How to Prepare for Unexpected Expenses

It isn't a matter of if unexpected expenses will happen, but more of a matter of when. Cars need repair, appliances break, unexpected doctor or vet visits etc. This is how we prepare for an unexpected expense following Dave Ramsey. #Daveramsey #emergencyfund #budget #debtfree #money #financialpeace

I recently read an article that stated that 78% of Americans live paycheck to paycheck. 78%!

That means 78% of people couldn’t make ends meet for more than a few weeks if they lost their job. That’s eye opening to me. My husband and I have been following Dave Ramsey’s baby steps for a little over a year. If you are unfamiliar with Dave Ramsey, he teaches people how to create a budget, pay off debt and build wealth. This can be achieved by following his baby steps. Baby step 1 is to save $1000 for an emergency fund, which is so important to help prepare for unexpected expenses.

Dave talks about the law of Murphy: that is if something can go wrong, it will. It is not intended to be negative, but it is just a fact that is better to be prepared for. Cars need repair, appliances break, unexpected emergency room visits etc. One way we prepare for an unexpected expense is to have an emergency fund. This is money that is easily accessible when an emergency arises. We have ours in a savings account that can be transferred to our checking account whenever we need it. If you are finding yourself transferring money to cover bills or because of overspending, it may be better to have it in a completely separate savings account. That way is is still easily accessible, but it is a little bit more work to get to.

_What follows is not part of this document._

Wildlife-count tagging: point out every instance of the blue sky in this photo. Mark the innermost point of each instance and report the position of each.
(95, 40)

Recently, we had to put $900 into our SUV and then a couple of weeks later, we had to take it back to the shop and ended up spending another $300. It was a stressful situation, but it would have been much more stressful if we wouldn’t have had the means to pay for it. Could we have used a credit card? absolutely! But, we are trying to break the cycle and dig our way out of debt. Having an emergency fund lessens the stress of knowing we aren’t going more into debt to cover expenses. Whenever we use any money from our emergency fund, we make sure we put it bring it back up to $1000 before paying extra on any debt or making any large, unnecessary purchases.

Another way to prepare for an “unexpected” expense is to have a slush fund. A slush fund is a savings account (separate from an emergency fund) used to save for a specific thing. For example, we have a slush fund for Christmas gifts, car insurance (we pay every 6 months) and our upcoming Disney trip. Every paycheck, or every month we put a specific amount of money into those accounts to slowly save for each.  A slush fund could easily be used for car repairs. You may not know exactly when a car will need a repair, but if you set a small amount of money aside each month, it will be there when repairs are needed.